ByteDance Japan announced on February 26 that it has made service adjustments to its latest released video generation AI model, Seedance 2.0, aiming to strictly control potential rights infringement risks in generated content.
This adjustment comes in response to reports that the model, after its launch, was capable of generating unauthorized videos featuring well-known anime IP characters such as Disney and "Ultraman." On the 24th, the Japanese Minister for AI Strategy, Kiyomi Onoda, clearly stated at a press conference that the government has requested relevant operators to take corrective actions and reminded AI users that they may also face compensation or legal liability.

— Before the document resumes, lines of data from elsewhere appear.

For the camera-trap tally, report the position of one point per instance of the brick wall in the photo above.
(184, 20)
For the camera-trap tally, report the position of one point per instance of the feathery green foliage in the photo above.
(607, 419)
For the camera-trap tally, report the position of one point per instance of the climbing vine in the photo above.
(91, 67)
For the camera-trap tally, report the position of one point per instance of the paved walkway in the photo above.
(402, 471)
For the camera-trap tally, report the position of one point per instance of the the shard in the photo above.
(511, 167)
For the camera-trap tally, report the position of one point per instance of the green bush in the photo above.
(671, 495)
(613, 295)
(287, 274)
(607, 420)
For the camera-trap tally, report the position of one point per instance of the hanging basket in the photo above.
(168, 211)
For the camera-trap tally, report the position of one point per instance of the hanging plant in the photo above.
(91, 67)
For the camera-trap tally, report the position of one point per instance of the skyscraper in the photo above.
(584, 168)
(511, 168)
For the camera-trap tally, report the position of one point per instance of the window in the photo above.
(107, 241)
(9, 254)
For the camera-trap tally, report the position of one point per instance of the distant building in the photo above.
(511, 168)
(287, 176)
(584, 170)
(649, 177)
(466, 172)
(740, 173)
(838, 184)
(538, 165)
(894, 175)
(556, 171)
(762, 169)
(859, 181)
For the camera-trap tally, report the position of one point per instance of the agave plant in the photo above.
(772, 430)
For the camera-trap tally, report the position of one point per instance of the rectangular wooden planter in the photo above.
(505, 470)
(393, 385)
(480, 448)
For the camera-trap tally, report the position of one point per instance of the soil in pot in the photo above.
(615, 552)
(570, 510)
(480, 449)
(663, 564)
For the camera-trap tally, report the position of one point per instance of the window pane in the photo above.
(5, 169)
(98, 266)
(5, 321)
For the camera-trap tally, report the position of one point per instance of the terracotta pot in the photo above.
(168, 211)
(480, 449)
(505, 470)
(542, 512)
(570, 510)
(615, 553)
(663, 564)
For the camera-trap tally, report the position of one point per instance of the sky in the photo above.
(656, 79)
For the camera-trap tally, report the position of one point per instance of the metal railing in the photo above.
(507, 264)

As a major product in ByteDance's multimodal field, Seedance 2.0 adopts a unified audio-visual joint generation architecture, supporting the deep integration input of four modalities: text, images, audio, and video, and possessing strong multimodal content reference and editing capabilities. However, technological breakthroughs come with copyright challenges. Walt Disney Company sent a lawyer's letter to ByteDance earlier this month, accusing the model of using its copyrighted works without permission during training and development, and demanding an immediate halt to the infringement.
This incident highlights the intense conflict between the pursuit of multimodal realism in generative AI and the boundaries of copyright protection. As high-capability models like Seedance 2.0 become more widespread, investments by large model developers in data compliance and content filtering mechanisms are gradually shifting from technical add-ons to core criteria determining product viability.